El "Camino de la estación" fue lugar de expansión para el comercio. Un nuevo núcleo urbano se apoya en su trayecto, con el nombre de calle Consolación. En los primeros años fue conocida como "la calle de los Pasiegos", sobrenombre que se utilizó durante mucho tiempo, con justificado origen en los abundantes comercios de tejidos que abrieron también aquí los inmigrantes que llegaban de las villas pasiegas.
En la confluencia de esta calle con el camino que conducía a la estación del ferrocarril, manaba una fuente, la de la Ribera,... vulgarmente conocida por la de los Cuatro Caños, que sólo arroja agua por tres de ellos y en tan escasa cantidad que en vez de chorros sólo eran unas cuantas gotas lo que cada uno producía, como dijo de ella el año 1878 el ingeniero Eduardo Miera. Agora torrelaveguense, punto neurálgico de citas y reuniones, escribe Serafin Escalante, lugar por donde ( ...) sin distinción de clase, a una u otra hora del día, transitaban todos sus habitantes. Cuando el "Camino de la estación" quedó abierto al tránsito rodado, fue punto de partida para los carros de caballos que cubrían el trayecto a la estación del ferrocarril.
El llamado Pasaje de Saro unía este lugar de Cuatro Caños con otro de los espacios urbanos: la antigua Plaza del Grano. Aquí el recuerdo se agranda, coge más vuelo. En uno de sus lados, los restos de los edificios de lo que un día fue Palacio de la Casa de la Vega, nos hablaban de historias primeras; de fosos de defensa inundados por el río Sorravides; de jardines con naranjos, limoneros y parrales... todo desaparecido hoy.

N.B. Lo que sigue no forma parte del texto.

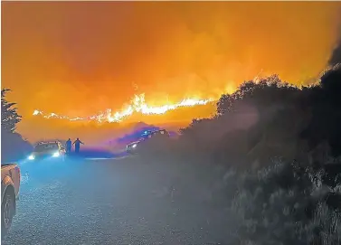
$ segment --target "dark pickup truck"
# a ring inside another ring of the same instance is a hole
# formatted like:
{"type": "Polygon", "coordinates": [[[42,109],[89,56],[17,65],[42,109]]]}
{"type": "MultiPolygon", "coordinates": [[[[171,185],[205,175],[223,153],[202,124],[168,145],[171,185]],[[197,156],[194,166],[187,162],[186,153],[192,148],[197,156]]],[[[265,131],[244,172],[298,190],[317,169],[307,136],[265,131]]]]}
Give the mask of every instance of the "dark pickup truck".
{"type": "Polygon", "coordinates": [[[6,235],[16,212],[20,178],[16,164],[1,164],[1,239],[6,235]]]}

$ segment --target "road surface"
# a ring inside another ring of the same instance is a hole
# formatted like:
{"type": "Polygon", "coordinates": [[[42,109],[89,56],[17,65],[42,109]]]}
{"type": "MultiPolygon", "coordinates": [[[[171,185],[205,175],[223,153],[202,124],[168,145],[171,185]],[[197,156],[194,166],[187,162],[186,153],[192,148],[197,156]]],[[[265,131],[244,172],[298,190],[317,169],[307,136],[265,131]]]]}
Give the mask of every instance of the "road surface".
{"type": "Polygon", "coordinates": [[[186,171],[136,157],[24,163],[3,244],[226,244],[227,214],[186,171]]]}

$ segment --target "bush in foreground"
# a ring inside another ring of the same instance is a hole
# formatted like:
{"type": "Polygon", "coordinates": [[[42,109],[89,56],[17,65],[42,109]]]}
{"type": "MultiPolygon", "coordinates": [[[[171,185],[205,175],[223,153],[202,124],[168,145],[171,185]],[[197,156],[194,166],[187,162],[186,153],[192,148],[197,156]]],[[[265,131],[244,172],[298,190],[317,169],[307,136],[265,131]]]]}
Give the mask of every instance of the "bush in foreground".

Años e historias en los que sus hechos habían pasado ya a los libros. Unido a aquellos restos, se conserva la vieja iglesia parroquial, derribada en 1937, cuyo origen estaba en la Capilla del Palacio. Era este un antes que había escapado al objetivo de las máquinas fotográficas y que se guardaba en la cámara oscura de la memoria, perpetuándose de generación en generación. El mismo Fernández Escalante citado, llamó al conjunto Aristocrático barrio torrelaveguense, a fines del siglo XIX... y árboles y bancos para el paseo y descanso en una elevada zona central, enlosada, trataban de embellecer el lugar.
Rodrigo Amador de los Ríos se refirió a ella diciendo que era una espaciosa plaza, plantada de arboles, en la que se hallaba la Casa Consistorial, edificada en 1855 sobre porches.
La añoranza mitifica los recuerdos y endulza asperezas. Las costumbres y anécdotas contadas por los abuelos, aparecen en la memoria con nitidez de días claros y perfección de formas.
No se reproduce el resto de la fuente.